When the build step fails
Section titled “When the build step fails”If npm ci or bsc fails in the worktree, the affected signatures get an unresolved source location (the issue body says so explicitly and shows the transpiled file:line as a fallback). The build errors are listed in the run summary so you can investigate separately. Common causes: a tag too old to have bsconfig-prod.json, a dep version mismatch the lockfile doesn’t reconcile, or a transient registry hiccup.
Re-running on the same report
Section titled “Re-running on the same report”Safe — the skill is idempotent. New issues won’t be duplicated (dedup matches them); open matches get a duplicate “new occurrences” comment (visible noise, harmless). Prefer running once per weekly report on the freshest CSV.
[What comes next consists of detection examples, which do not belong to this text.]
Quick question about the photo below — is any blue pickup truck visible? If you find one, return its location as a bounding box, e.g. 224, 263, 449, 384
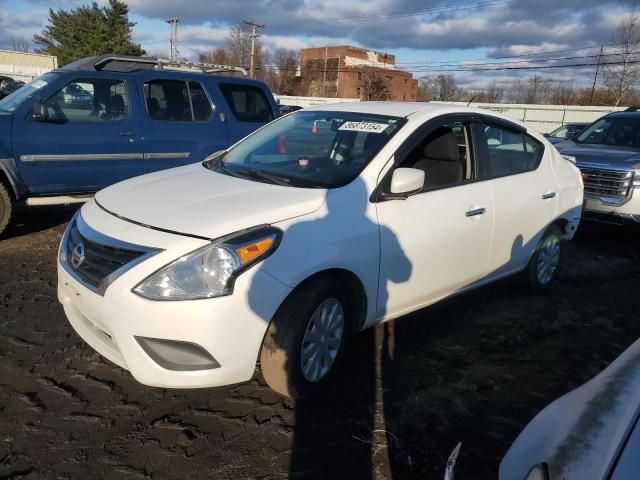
0, 56, 279, 234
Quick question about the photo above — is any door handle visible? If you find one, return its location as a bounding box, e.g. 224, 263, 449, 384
464, 207, 487, 217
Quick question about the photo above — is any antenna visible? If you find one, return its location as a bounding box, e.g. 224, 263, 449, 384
242, 20, 264, 78
167, 17, 180, 62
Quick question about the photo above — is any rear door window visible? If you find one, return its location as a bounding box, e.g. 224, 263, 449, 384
220, 83, 274, 123
144, 79, 213, 122
481, 125, 543, 178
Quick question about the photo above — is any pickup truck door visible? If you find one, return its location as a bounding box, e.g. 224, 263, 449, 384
219, 81, 277, 145
139, 74, 229, 173
12, 72, 143, 194
376, 116, 493, 319
476, 121, 557, 277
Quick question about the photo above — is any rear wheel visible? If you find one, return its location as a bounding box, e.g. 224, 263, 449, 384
0, 183, 13, 235
260, 280, 353, 398
524, 225, 562, 292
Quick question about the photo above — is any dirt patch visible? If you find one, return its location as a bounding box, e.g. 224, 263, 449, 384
0, 208, 640, 479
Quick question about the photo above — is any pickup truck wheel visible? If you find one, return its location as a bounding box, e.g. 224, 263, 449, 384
260, 281, 352, 399
0, 183, 13, 235
524, 225, 562, 292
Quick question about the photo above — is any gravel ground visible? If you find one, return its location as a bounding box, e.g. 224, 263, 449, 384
0, 208, 640, 480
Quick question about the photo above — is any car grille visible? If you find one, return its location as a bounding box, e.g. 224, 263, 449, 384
580, 167, 633, 200
60, 215, 152, 294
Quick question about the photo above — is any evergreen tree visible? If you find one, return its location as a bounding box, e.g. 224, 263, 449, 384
33, 0, 145, 65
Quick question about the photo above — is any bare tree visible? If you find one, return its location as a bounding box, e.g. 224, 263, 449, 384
548, 82, 577, 105
274, 48, 300, 95
434, 75, 460, 102
359, 71, 392, 100
227, 23, 254, 68
198, 47, 230, 65
604, 11, 640, 106
11, 37, 31, 52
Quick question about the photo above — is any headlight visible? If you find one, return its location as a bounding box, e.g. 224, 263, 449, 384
133, 227, 282, 300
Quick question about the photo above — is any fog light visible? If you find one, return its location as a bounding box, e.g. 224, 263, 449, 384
135, 337, 220, 372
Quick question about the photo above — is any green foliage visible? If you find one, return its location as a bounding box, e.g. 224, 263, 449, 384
33, 0, 145, 65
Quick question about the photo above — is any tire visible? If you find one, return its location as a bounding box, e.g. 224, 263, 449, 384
523, 225, 563, 293
0, 182, 13, 235
260, 278, 356, 399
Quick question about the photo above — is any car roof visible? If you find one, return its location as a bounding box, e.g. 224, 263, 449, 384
305, 101, 451, 117
55, 55, 263, 85
607, 111, 640, 118
305, 101, 527, 131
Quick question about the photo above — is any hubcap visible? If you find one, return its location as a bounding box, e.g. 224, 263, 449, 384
300, 298, 344, 382
537, 236, 560, 285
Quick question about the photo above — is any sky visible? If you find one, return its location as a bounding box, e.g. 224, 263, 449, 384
0, 0, 634, 88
Backfilling backtraces onto already-filed issues
Section titled “Backfilling backtraces onto already-filed issues”If a batch of issues was filed without --dashboard-csv and you later want to attach the multi-frame backtrace + locals, just re-run with the same email CSV plus --dashboard-csv <path>. The dedup search will find each open issue, switch the action from create to comment, and the comment body includes the backtrace section in addition to the “new occurrences” stats. Closed-match (regression) comments are likewise enriched. Dashboard-only signatures with no matching email row are still ignored (no email row → no occurrence stats → nothing to threshold on).
The script’s deterministic logic (CSV parse, grouping, threshold, category inference, body rendering, dedup search parsing) is covered by tests/scripts/unit/crash-report.test.js. Run with npm run test:scripts -- crash-report. The build + GH integration paths are exercised manually against the sample CSV at tasks/sample-crash-report.csv (gitignored).